Carbon-14 is used to determine the time an organism was living. The amount of carbon-14 an organism has is constant with the atmosphere, but when an organism dies the carbon-14 decays at a half-life of 5,730 years. If an archeologist measured the amount of carbon-14 in an organism and it was 25% of the total amount of atmospheric C-14, what is the age of the organism?

1432.5 years
5,730 years
11,460 years
17,190 years

1 answer

11,460 years

To find the age of the organism, we can use the formula for exponential decay:

A(t) = A(0) * (1/2)^(t/T)

Where:
A(t) = the amount of carbon-14 remaining after time t
A(0) = the initial amount of carbon-14
t = time elapsed
T = half-life of carbon-14 (5,730 years)

We are given that the organism has 25% of the total amount of atmospheric C-14 remaining.
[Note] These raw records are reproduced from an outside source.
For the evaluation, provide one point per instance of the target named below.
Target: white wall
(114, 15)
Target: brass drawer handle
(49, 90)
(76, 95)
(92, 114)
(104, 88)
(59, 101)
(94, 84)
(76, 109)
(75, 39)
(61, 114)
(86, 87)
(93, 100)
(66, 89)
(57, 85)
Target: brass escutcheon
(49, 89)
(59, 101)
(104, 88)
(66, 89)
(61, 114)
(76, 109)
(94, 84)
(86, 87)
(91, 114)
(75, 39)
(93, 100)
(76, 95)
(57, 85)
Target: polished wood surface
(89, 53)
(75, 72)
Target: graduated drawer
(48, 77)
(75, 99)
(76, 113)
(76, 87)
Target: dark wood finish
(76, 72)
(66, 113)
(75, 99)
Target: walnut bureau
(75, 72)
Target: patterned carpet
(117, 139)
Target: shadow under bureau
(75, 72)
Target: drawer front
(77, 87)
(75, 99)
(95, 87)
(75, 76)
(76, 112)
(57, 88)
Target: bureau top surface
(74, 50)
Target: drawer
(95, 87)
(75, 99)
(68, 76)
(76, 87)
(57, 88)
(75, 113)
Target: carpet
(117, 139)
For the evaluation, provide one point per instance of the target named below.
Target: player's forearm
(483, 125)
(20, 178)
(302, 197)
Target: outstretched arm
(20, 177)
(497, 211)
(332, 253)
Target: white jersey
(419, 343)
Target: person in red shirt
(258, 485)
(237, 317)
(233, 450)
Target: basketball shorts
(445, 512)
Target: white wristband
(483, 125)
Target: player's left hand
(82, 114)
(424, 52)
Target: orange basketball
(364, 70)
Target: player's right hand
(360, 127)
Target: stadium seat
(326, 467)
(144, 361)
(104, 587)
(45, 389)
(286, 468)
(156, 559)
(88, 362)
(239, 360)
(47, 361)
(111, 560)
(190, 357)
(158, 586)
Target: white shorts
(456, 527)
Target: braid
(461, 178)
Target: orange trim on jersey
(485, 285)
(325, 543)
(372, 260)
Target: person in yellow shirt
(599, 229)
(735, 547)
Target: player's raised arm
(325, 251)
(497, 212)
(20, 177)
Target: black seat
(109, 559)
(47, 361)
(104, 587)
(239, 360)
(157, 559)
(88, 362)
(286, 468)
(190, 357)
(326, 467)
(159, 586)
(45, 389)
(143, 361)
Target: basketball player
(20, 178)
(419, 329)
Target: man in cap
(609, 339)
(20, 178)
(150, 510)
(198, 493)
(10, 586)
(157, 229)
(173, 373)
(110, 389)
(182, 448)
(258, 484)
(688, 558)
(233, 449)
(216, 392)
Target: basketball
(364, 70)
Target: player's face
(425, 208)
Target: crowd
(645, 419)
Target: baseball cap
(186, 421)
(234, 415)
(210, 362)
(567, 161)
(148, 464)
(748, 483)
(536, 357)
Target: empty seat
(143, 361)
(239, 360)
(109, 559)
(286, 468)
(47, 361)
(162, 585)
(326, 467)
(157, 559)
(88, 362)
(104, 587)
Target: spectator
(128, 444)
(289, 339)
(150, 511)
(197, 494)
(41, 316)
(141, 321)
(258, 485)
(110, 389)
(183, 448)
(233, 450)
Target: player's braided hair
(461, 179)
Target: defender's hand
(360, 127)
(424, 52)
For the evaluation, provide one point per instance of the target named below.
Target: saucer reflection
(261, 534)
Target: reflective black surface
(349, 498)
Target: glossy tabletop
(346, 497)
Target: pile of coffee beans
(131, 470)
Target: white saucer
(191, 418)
Therefore, A(t) = 0.25.

0.25 = (1/2)^(t/5730)

Taking the natural logarithm of both sides:

ln(0.25) = ln((1/2)^(t/5730))
ln(0.25) = (t/5730) * ln(1/2)
ln(0.25) = (t/5730) * -ln(2)
t = 5730 * ln(0.25) / -ln(2)

Calculating this out:

t ≈ 11,460 years

Therefore, the age of the organism is approximately 11,460 years.